Chapter I : General Introduction
1.1 HSC definition and HSC differentiation models
What is an HSC?
The hematopoietic system makes up around 90% of our bodies cells, is greatly dynamic, and
composed of a particularly large number of different cell types with various functions, localizations, and
lifespans (Sender, Fuchs, & Milo, 2016). Nevertheless, only one type of stem cell, the hematopoietic
stem cells (HSCs), mainly localized in the bone marrow, guarantees its maintenance, through symmetric
and asymmetric self-renewal divisions. In mice HSCs can today be defined by two means. Firstly and
historically, the HSC activity can retrospectively be determined based on a transplantation assay. A cell
with the ability to give long-term, multilineage, hematopoietic output after primary and/or secondary
transplantation is traditionally considered to be an HSC. Not fully standardized is the definitions of
long-term, multilineage reconstitution. Often long-term reconstitution refers to a period of above 4 months,
multilineage reconstitution to the production of at least one myeloid and one lymphoid subset, and
reconstitution in general to a donor chimerism of above 1% after transplantation. A second way to define
HSCs today is based on the expression of surface markers. This immunophenotypic definition allows
the isolation of HSCs for prospective experiments. HSCs are sorted as lineage (Lin) negative (commonly
CD19, CD3, CD4, CD8, Ly6G, NK1.1) Sca-1 positive, c-kit positive (together LSK), CD150 positive
cells, which are Flt3, CD34, and/or CD48 negative. Other HSC markers, which are less ubiquitously
used are for example Tie2 (Arai et al., 2004), Esam1 (Ooi et al., 2009), CD201 (Balazs, Fabian, Esmon,
& Mulligan, 2006), Krt18 (Chapple et al., 2018a), Fgd5 (Gazit et al., 2014), Pdzklip1
(Cabezas-Wallscheid et al., 2014), Hoxb5 (J. Y. Chen et al., 2016), CD49b (Wagers & Weissman, 2006), CD244,
CD229 (Oguro, Ding, & Morrison, 2013), Evi1(Kataoka et al., 2011).
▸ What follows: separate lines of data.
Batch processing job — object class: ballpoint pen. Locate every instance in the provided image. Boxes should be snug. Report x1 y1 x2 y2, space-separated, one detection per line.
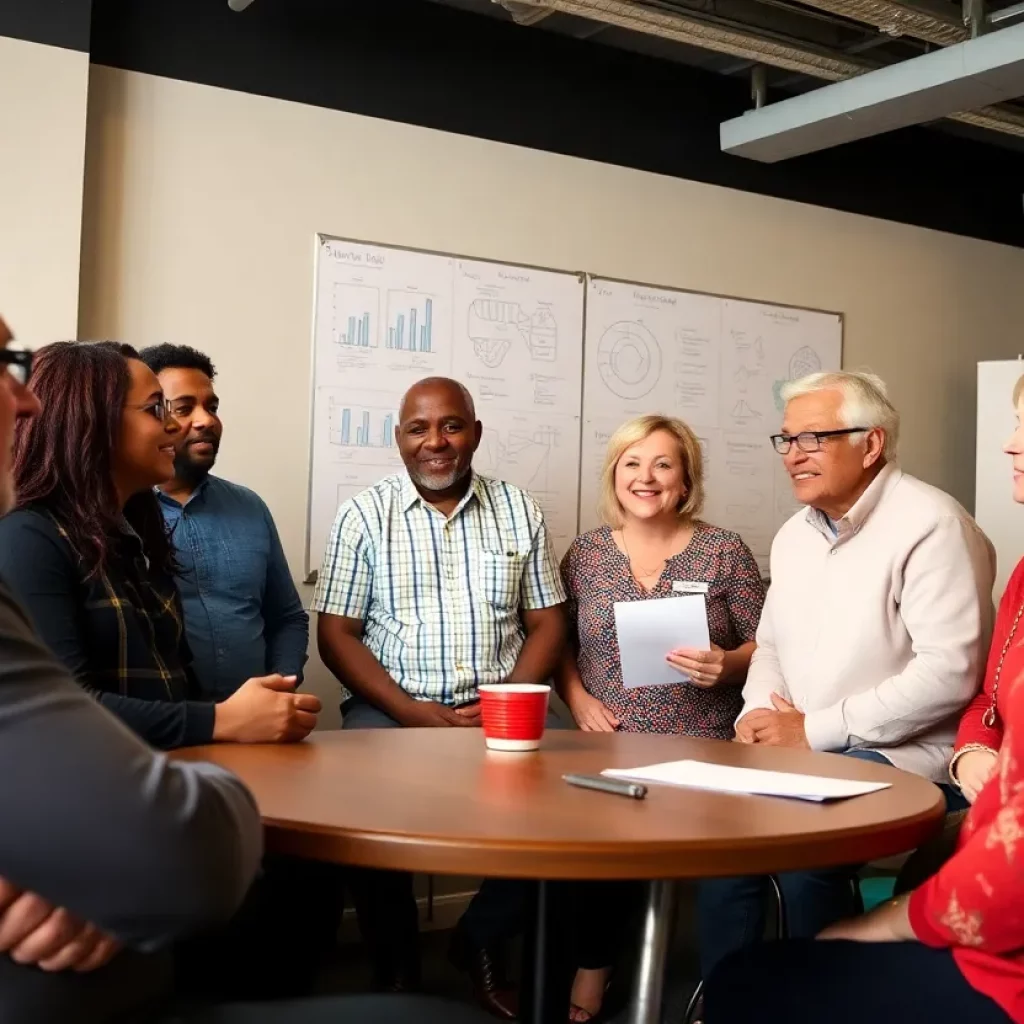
562 772 647 800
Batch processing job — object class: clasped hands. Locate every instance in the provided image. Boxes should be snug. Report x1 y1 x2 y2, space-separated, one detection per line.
736 693 811 751
0 878 121 974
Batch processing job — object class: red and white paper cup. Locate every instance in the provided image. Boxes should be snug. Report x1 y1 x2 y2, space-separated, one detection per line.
480 683 551 751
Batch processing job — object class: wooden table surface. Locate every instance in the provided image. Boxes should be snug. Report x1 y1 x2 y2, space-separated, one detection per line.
175 729 944 880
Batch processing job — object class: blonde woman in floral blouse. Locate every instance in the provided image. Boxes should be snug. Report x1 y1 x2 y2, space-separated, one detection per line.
558 416 765 1022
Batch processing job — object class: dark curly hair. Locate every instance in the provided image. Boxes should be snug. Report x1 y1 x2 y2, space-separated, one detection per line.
138 345 217 380
13 341 176 575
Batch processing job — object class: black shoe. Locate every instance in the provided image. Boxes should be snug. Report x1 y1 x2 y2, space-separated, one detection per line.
449 929 519 1021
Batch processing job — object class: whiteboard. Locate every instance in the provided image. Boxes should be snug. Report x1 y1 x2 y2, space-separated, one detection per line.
974 359 1024 602
580 278 843 571
305 234 585 580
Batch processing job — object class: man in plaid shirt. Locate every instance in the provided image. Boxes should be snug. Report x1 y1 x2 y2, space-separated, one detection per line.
312 378 565 1019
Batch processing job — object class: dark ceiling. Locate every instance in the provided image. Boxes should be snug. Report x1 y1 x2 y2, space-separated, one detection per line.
430 0 1024 152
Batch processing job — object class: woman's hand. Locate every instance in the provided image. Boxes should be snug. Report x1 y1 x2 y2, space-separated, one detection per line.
565 686 618 732
955 751 998 804
666 643 725 689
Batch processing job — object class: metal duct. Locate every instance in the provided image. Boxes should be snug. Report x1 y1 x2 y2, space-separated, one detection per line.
490 0 554 27
507 0 1024 137
782 0 971 46
503 0 876 82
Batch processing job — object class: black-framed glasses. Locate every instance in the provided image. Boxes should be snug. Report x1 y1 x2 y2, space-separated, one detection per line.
771 427 867 455
0 348 35 384
125 398 173 423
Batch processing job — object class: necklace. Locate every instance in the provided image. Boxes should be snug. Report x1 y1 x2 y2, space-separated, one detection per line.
620 528 669 580
981 604 1024 729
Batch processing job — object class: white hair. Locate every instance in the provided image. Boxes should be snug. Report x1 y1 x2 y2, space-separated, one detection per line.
781 370 899 462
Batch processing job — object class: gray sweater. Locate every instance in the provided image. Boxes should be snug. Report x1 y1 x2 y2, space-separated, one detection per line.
0 584 262 1024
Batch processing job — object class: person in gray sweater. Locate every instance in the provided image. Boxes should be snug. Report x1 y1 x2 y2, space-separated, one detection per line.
0 319 489 1024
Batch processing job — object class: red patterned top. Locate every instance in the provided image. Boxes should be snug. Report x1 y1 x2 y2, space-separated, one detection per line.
909 561 1024 1022
562 522 765 739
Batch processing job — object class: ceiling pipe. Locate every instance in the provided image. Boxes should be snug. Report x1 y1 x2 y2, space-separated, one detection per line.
507 0 1024 137
491 0 554 26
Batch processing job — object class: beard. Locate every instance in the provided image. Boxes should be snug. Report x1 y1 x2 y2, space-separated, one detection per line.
409 465 473 492
174 434 220 487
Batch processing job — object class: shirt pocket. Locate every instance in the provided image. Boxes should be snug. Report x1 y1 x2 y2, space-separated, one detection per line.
477 551 528 609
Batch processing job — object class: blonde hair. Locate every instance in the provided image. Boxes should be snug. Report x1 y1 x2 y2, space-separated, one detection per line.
600 416 703 529
781 370 899 462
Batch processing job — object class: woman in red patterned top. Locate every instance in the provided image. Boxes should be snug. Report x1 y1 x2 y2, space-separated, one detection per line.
558 416 765 1022
705 378 1024 1024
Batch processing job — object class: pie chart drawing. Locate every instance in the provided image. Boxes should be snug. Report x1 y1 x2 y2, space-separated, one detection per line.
597 321 662 398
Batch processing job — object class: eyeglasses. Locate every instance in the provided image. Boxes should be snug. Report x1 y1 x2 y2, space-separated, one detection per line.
771 427 867 455
0 348 34 385
125 398 171 423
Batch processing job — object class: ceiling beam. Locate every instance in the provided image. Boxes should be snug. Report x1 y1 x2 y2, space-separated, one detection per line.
720 25 1024 164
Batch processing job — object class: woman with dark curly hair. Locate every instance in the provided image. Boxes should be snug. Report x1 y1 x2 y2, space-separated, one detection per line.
0 342 319 750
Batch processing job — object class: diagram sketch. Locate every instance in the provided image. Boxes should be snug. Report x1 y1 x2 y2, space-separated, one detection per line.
305 241 586 575
771 345 821 413
597 321 662 399
476 426 558 492
466 296 558 370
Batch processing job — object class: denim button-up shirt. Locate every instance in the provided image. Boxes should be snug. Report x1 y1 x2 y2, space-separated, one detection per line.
158 476 309 700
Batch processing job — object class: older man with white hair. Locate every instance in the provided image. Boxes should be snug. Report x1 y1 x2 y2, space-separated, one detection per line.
698 373 995 978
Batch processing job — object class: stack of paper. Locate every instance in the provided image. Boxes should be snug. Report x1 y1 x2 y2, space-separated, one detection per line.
601 761 890 803
614 594 711 690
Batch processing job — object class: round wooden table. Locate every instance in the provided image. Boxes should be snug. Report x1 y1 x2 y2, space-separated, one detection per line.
175 729 945 1024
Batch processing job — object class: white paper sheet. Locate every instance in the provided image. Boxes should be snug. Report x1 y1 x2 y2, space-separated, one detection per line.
614 594 711 689
601 761 890 803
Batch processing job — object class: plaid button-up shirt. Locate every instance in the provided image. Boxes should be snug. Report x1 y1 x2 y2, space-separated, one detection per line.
312 473 565 705
0 508 214 750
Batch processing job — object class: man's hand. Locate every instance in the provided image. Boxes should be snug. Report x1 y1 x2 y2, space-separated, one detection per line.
565 686 618 732
818 897 916 942
398 700 480 729
666 644 725 689
0 879 121 973
213 675 321 743
953 751 998 804
736 693 811 751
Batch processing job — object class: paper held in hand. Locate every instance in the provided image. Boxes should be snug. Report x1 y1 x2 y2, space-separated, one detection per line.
614 594 711 690
601 761 890 803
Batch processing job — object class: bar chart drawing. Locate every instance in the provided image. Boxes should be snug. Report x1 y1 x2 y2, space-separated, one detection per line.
328 397 394 449
385 289 434 352
334 283 381 348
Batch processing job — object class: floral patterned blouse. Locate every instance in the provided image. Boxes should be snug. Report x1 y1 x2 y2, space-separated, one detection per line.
562 521 765 739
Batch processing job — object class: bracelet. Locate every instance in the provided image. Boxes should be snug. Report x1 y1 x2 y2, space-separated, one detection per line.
949 743 999 790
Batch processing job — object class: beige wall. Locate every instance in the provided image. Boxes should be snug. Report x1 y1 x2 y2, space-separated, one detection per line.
81 68 1024 721
0 36 89 346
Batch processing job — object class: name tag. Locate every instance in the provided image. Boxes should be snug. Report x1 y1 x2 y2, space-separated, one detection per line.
672 580 708 594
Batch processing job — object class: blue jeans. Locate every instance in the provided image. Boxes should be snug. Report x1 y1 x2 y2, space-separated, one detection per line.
697 751 967 978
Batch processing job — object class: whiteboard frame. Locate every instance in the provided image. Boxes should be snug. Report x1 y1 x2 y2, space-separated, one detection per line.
302 231 590 585
577 272 846 569
587 272 846 323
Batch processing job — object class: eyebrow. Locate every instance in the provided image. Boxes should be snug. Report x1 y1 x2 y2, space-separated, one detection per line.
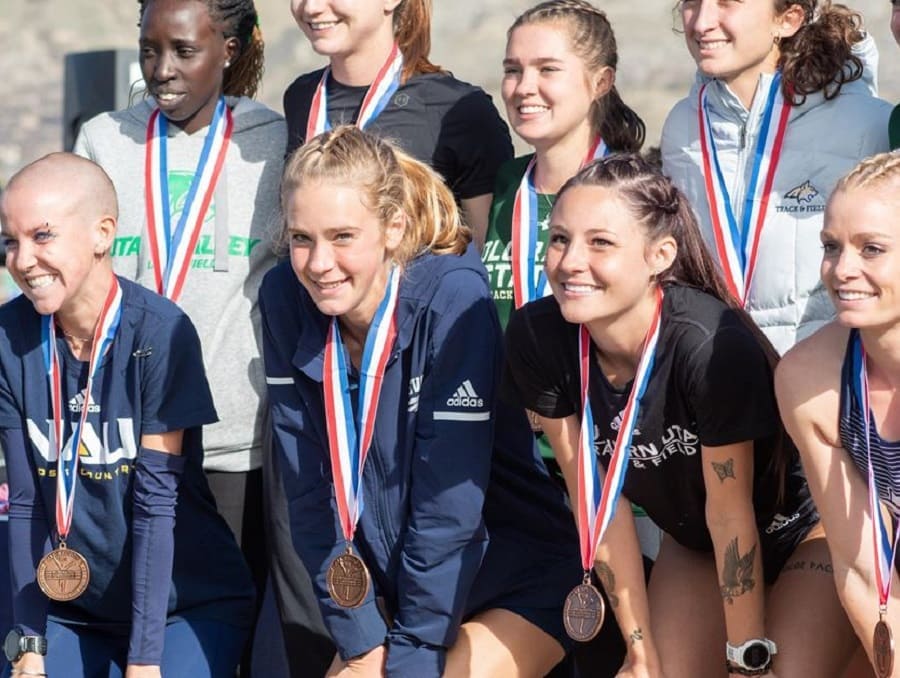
503 57 563 66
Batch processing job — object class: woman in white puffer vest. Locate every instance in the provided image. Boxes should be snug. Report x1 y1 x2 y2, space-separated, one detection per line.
662 0 891 353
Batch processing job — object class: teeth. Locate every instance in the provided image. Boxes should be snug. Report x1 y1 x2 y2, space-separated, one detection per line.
25 275 56 290
563 283 597 294
838 290 875 301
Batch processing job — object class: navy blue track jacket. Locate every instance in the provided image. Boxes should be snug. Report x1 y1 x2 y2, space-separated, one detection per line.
259 247 580 676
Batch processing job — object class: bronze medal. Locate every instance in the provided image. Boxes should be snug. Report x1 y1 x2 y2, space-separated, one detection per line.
325 551 369 607
37 543 91 602
563 583 606 643
872 619 894 678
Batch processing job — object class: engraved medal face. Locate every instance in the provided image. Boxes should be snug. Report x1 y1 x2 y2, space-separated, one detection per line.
37 546 91 602
325 553 369 607
563 584 606 643
872 620 894 678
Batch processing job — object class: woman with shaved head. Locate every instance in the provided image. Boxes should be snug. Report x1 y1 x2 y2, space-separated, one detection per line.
0 153 253 678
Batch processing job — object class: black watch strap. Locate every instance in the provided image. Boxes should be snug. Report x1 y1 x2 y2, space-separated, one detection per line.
725 657 772 676
22 636 47 657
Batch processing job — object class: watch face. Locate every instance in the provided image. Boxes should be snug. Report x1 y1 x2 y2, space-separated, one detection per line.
3 629 22 662
744 643 769 669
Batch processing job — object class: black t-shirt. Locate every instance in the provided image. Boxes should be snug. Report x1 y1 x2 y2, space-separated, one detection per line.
503 285 810 551
284 70 513 200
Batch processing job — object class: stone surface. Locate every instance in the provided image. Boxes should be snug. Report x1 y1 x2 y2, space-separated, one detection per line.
0 0 900 185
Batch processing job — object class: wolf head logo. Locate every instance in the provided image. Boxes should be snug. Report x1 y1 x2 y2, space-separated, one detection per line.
784 179 819 204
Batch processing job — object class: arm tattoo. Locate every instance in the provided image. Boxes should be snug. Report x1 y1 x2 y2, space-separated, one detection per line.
629 627 644 645
596 563 619 608
710 459 734 483
719 537 756 605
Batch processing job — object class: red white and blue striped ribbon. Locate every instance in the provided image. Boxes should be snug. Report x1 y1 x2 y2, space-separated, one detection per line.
41 276 122 541
144 97 234 301
577 288 663 572
853 331 900 614
698 72 791 304
322 267 400 542
510 136 609 308
306 43 403 141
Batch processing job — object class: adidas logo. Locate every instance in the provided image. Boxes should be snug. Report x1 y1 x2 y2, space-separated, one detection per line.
406 374 422 412
447 379 484 407
766 513 800 534
69 390 100 414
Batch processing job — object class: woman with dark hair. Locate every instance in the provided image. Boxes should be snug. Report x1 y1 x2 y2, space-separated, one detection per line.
75 0 286 667
662 0 890 353
505 154 855 678
284 0 512 247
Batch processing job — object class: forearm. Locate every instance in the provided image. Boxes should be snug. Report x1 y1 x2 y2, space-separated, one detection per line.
594 496 660 674
707 503 766 654
0 429 51 635
128 447 185 666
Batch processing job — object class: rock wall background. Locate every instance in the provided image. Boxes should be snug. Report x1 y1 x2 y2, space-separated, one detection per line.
0 0 900 186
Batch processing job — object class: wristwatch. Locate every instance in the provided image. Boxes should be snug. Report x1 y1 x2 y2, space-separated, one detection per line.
725 638 778 676
3 626 47 664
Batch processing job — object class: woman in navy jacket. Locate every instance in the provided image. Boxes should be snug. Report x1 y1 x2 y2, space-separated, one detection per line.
260 127 580 676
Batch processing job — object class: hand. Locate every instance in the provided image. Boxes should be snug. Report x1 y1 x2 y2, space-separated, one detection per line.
616 658 666 678
12 652 46 673
326 645 387 678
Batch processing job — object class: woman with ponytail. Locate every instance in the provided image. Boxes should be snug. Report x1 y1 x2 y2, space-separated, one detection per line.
504 154 855 678
260 125 580 678
482 5 656 675
662 0 890 352
75 0 286 667
284 0 512 246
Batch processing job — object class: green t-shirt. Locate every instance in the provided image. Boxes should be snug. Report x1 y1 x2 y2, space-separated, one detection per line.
481 155 556 328
481 155 556 459
888 104 900 151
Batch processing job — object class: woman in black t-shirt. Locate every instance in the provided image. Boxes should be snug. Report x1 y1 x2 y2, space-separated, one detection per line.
506 154 855 678
284 0 513 249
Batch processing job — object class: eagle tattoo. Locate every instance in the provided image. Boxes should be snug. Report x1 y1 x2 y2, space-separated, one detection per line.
720 537 756 605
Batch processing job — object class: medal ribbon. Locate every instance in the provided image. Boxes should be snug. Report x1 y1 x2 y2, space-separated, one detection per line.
306 43 403 141
41 276 122 541
510 137 609 308
698 72 791 303
578 288 663 572
322 267 400 543
853 331 900 614
144 97 234 301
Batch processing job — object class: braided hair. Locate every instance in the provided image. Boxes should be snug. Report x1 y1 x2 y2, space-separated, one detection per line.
506 0 646 152
138 0 265 98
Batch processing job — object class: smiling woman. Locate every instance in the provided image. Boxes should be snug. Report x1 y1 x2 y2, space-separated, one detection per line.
75 0 286 676
662 0 890 352
775 153 900 676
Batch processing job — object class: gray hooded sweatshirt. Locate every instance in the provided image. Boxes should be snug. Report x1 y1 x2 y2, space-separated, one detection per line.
75 97 286 472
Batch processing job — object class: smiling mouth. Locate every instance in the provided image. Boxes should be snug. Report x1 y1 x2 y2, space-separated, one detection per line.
25 273 56 290
153 92 184 104
562 283 600 294
835 290 876 301
313 278 347 292
518 104 550 115
306 21 338 31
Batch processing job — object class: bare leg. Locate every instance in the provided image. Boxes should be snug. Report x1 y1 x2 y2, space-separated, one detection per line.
444 609 565 678
766 527 865 678
647 535 728 678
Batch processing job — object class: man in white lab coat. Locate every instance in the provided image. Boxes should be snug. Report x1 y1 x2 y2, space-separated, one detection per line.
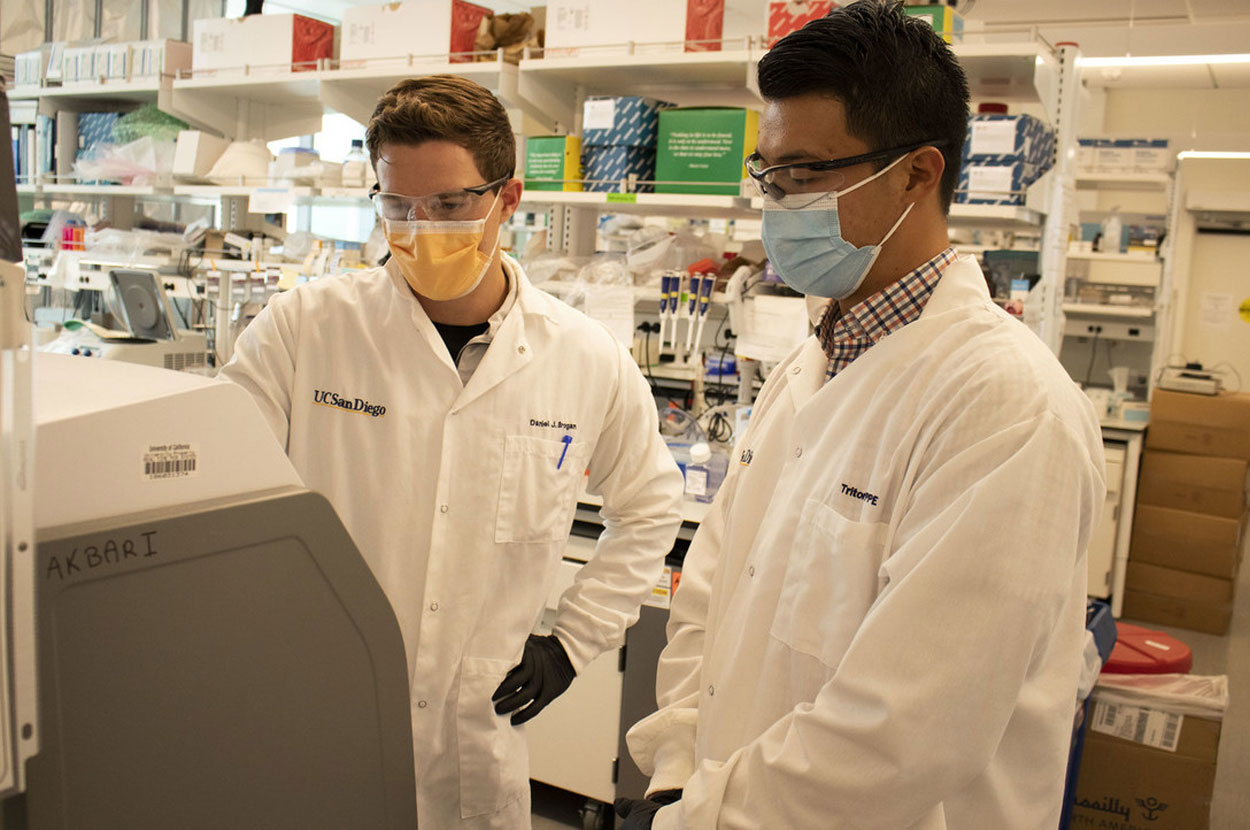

Furthermore, the
immunophenotypic isolation of HSCs is sometimes complemented by the staining for other stem cell
characteristics, as slow cycling (assessed through dye efflux (Wilson et al., 2008)), or low mitochondrial
activity (assessed through rhodamine-123 staining (C. L. Li & Johnson, 1995)). In humans, the
definition of HSCs and the description of HSC specific surface markers is less detailed to date. CD34 is
the major marker used to isolate the hematopoietic stem and progenitor population (HSPC) (Civin et al.,
1984). Other markers used to distinguish human HSPC are CD38, CD90, CD45RA, CD49f, CD71,
CD41, CD10, CD7, and CD135 (Doulatov, Notta, Laurenti, & Dick, 2012) (Scala & Aiuti, 2019). The
definition of HSCs can have a profound impact on the way and resolution at which hematopoiesis is
envisaged.
Chapter I : General Introduction
HSC differentiation models evolve- from tree, to kinetic, to continuum
Different models of HSC differentiation exist. These are often based on mouse data and have
subsequently been applied to the human setting for which less data exists. Since many years prevailing
(as far as to be called “classical”) is a model which describes HSC differentiation as a hierarchical
process governed by HSC asymmetric divisions. In this model HSCs give rise to more developmentally
restricted (“committed”) progenitor cells with less self-renewal capacity, which respectively repeat this
behavior, till unipotent progenitors are generated. The entire process is often represented as a tree (the
“hematopoietic tree”), of which each branch represents a committed progenitor type (Figure 1 A). The
order of lineage restrictions, and the number of branching points in the classical HSC differentiation
model is still debated in the murine setting, and even more so for its human counterpart. In older
publications the first lineage split during murine hematopoiesis was proposed to occur between the
lymphoid and the remaining lineages. The HSC was here thought to generate a common
myeloid-erythroid progenitor (CMEP) and a common lymphoid progenitor (CLP) (Abramson, Miller, & Phillips,
1977) (Bradley & Metcalf, 1966). In more recent publications the idea of a first lineage commitment to
the lymphoid lineage has been challenged. A “myeloid-based model” of hematopoiesis developed in
2001 proposed for example a first split between a CMEP and a CLP with myeloid potential (CMLP)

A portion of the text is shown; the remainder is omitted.